HTTP Protocol / Web Server Service Unavailable
The server is currently unable to handle the request due to a temporary overload or scheduled maintenance. This is a temporary condition which will be alleviated after some delay. It indicates that the server is temporarily unable to process the request.
Common Causes
- Server overload (too many requests, insufficient CPU/memory/disk resources)
- Server maintenance or planned downtime
- Backend service unavailability (e.g., database down, microservice unresponsive)
- Application crashes or unhandled exceptions
- Load balancer misconfiguration or health check failures
- Resource exhaustion (e.g., file descriptors, network connections)
- Firewall or network issues blocking backend communication
How to Fix
1 Verify Server Health and Resources
Check the health of the web server(s) and application servers. Monitor CPU, memory, disk I/O, and network usage to identify resource bottlenecks. Look for recent deployments or configuration changes that might have triggered the issue.

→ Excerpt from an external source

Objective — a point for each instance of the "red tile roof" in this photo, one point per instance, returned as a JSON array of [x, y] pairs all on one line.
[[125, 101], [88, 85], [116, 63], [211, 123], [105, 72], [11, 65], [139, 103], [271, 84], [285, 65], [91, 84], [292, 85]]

$ ssh user@your-server-ip 'uptime; free -h; df -h; top -b -n 1 | head -n 20; netstat -an | grep ESTABLISHED | wc -l' 2 Review Application and Server Logs
Examine application logs (e.g., Nginx, Apache, application-specific logs) for errors, exceptions, or warnings that coincide with the 503 errors. Look for database connection issues, unhandled exceptions, or service startup failures. Use centralized logging tools if available.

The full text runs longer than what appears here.